• Natural Gas News

    Austria's 1st LNG Filling Station Opened

Summary

Austrian gas storage operator RAG has opened the country’s first LNG filling station for vehicles, it said September 26.

by: Mark Smedley

Posted in:

Natural Gas & LNG News, Europe, Gas for Transport, News By Country, EU, Austria

Austria's 1st LNG Filling Station Opened

Austrian gas storage operator RAG has opened the country’s first LNG filling station for vehicles, it said September 26. 

RAG and Italian truck-maker Iveco jointly opened the station at Ennshafen, which can store up to 12 metric tons of LNG and was built in a few weeks.

RAG has been running LNG-fuelled Iveco Stralis trucks since this April in Austria, and says hauliers now run over 2,000 such trucks on Europe’s roads.

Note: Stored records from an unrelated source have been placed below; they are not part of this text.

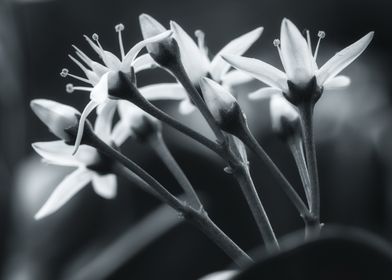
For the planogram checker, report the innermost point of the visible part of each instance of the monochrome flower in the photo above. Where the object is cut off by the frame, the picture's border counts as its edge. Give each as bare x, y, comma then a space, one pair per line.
195, 59
97, 74
299, 63
88, 162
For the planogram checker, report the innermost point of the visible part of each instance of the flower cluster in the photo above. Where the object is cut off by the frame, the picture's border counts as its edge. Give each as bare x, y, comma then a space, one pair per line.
202, 83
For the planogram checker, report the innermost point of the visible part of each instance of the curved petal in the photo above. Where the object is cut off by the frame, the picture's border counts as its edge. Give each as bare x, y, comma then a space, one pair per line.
103, 122
238, 46
195, 63
132, 53
337, 82
105, 185
342, 59
296, 57
236, 77
259, 70
186, 107
264, 93
164, 91
70, 186
144, 62
121, 132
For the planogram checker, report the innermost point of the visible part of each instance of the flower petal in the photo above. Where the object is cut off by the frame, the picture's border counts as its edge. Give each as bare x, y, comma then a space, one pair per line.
259, 70
194, 61
186, 107
144, 62
103, 122
264, 93
164, 91
297, 59
131, 55
337, 83
238, 46
235, 77
342, 59
105, 185
70, 185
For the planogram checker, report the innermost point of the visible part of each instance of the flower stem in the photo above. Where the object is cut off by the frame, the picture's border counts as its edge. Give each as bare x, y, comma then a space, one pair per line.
305, 110
247, 137
244, 179
157, 143
198, 217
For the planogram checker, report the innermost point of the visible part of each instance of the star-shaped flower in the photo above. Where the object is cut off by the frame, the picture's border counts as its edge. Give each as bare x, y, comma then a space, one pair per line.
88, 163
97, 74
196, 61
299, 63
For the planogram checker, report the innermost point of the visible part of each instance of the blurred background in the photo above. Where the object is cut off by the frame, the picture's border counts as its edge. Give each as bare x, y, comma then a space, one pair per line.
92, 238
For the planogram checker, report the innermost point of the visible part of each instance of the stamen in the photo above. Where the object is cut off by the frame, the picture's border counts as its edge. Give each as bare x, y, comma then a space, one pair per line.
64, 72
120, 27
321, 35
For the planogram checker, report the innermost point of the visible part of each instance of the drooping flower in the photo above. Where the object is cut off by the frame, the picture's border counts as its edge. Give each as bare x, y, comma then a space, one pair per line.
197, 64
88, 162
299, 63
97, 74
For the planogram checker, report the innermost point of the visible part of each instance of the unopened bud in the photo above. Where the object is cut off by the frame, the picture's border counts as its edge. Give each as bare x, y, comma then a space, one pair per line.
56, 116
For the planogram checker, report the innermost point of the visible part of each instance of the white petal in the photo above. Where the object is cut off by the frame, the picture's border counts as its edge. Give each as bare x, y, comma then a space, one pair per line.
164, 91
71, 185
296, 57
194, 61
186, 107
100, 92
259, 70
105, 185
236, 77
121, 132
144, 62
337, 82
342, 59
131, 55
238, 46
264, 93
87, 110
103, 122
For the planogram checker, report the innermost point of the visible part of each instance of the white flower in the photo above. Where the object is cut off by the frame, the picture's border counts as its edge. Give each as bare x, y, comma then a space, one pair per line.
56, 116
97, 74
197, 63
299, 62
89, 164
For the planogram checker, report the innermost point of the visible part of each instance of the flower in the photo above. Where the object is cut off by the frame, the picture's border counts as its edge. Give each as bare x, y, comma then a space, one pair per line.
97, 74
88, 163
56, 116
299, 63
197, 63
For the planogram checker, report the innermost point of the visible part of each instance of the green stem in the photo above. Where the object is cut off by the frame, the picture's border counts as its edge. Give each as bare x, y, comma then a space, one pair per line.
306, 112
198, 217
248, 189
157, 143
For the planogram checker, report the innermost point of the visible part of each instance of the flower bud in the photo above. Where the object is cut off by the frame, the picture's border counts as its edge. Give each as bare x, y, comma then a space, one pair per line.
285, 119
56, 116
164, 52
221, 103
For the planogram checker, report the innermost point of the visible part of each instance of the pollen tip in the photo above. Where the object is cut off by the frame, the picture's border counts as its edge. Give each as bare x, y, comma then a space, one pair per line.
69, 88
276, 42
64, 72
119, 27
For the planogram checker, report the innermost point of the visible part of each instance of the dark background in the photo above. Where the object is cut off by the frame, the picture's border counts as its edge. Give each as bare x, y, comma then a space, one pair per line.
352, 131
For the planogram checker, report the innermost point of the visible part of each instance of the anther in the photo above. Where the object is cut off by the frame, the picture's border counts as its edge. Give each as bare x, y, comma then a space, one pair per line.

Some of the LNG supplied at Ennshafen comes from RAG-operated gas storage facilities. That gas is liquefied at RAG’s own unit at nearby Gampern in Upper Austria which can currently produce about 2 tons a day – enough to fuel 10-15 LNG-powered trucks daily at Ennshafen. Austrian RAG, not to be confused with a similarly-named German coal miner, also is also a modest upstream oil and gas producer in Austria.

Werner Auer, managing director of the port of Ennshafen, hinted that LNG may later be supplied to barges on the River Danube which the port serves.

Truck makers operated cartel, said EC

Truck manufacturers are building lower-emission LNG-fueled vehicles. However on September 27 the European Commission said that six had operated a cartel in relation to truck pricing and the passing on of costs associated with new technologies to meet stricter emission rules, and it fined Swedish state-run Scania €880.5mn for its involvement with the five others. The commission reached a settlement with the other five in July 2016  -- Iveco, DAF, Daimler, MAN and Volvo/Renault -- whereby they were fined a total of almost €2.93bn. Scania which also makes LNG-fueled trucks had refused to settle last year which explains the deferred fine. 

Iveco's fine as part of the 2016 settlement was €494.6mn.